Figure 7.

Polar auxin transport indicated by a pPIN1::PIN1-GFP reporter. (a) PIN1 polarization does not occur in embryonic calli (EC) cultured in ECIM for 14 days. (b) After 16 h in SEIM, PIN1 localization is polarized to the edge region of embryonic callus. The inset is an enlargement of the box. The arrows show the direction of PIN1 polarization within cells. (c) Increased PIN1 polarization in embryonic callus in SEIM at 24 h. (d, e) Polar localization of PIN1 (green) in early and late globular somatic pro-embryos. The arrows show the direction of PIN1 polarization. (f) Signals in regional cells that will produce cotyledon primordia. (g) At 36 h in SEIM, the signals for WUS transcripts and PIN1 are co-localized in the same domain within the callus. (h) Co-localization of WUS transcripts and PIN1 in the somatic pro-embryo. (i) WUS transcripts are localized in the SAM, whereas PIN1 signals are localized in the cotyledon primordia.

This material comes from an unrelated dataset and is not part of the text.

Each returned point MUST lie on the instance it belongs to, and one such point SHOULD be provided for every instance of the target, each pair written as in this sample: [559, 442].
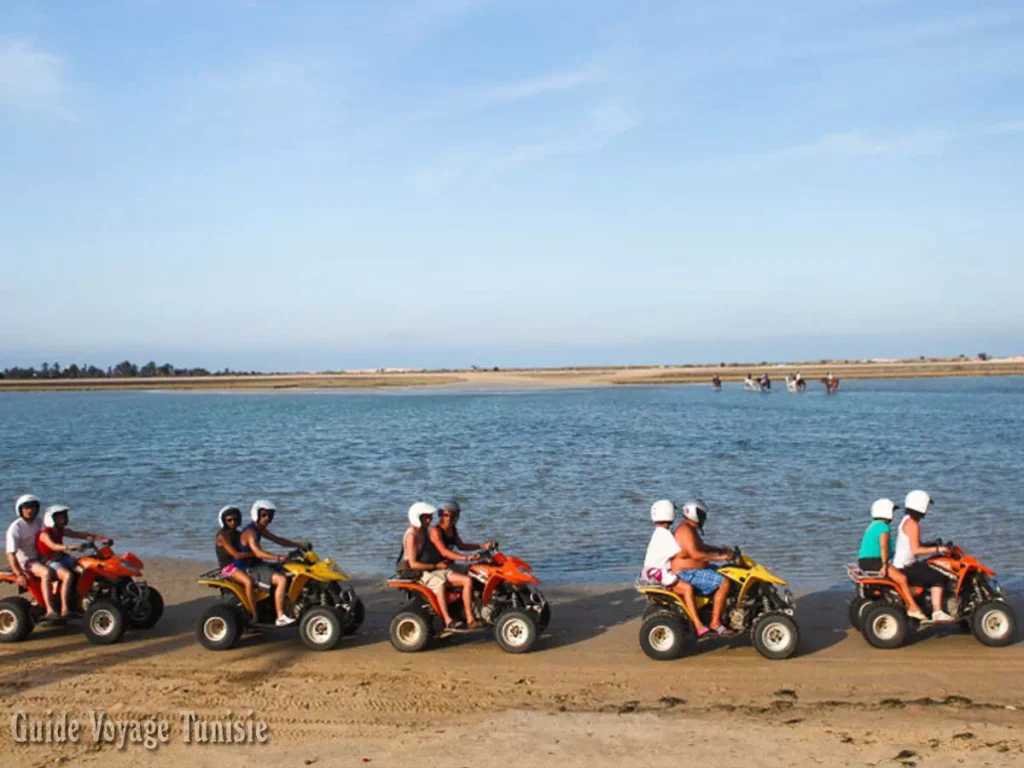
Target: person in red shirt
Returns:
[55, 554]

SE1 and SE2, regions that will produce somatic embryos; Co, cotyledon; CP, cotyledon primordia; SAM, shoot apical meristem. Arrowheads in (a)–(c) indicate the edge of calli. Green signals are PIN1. Red signals in (a)–(f) and blue signals in (g)–(i) are chlorophyll autofluorescence. The red color in (g)–(i) indicates WUS signals. In Scale bars = 50 μm (a–f) and 60 μm (g–i).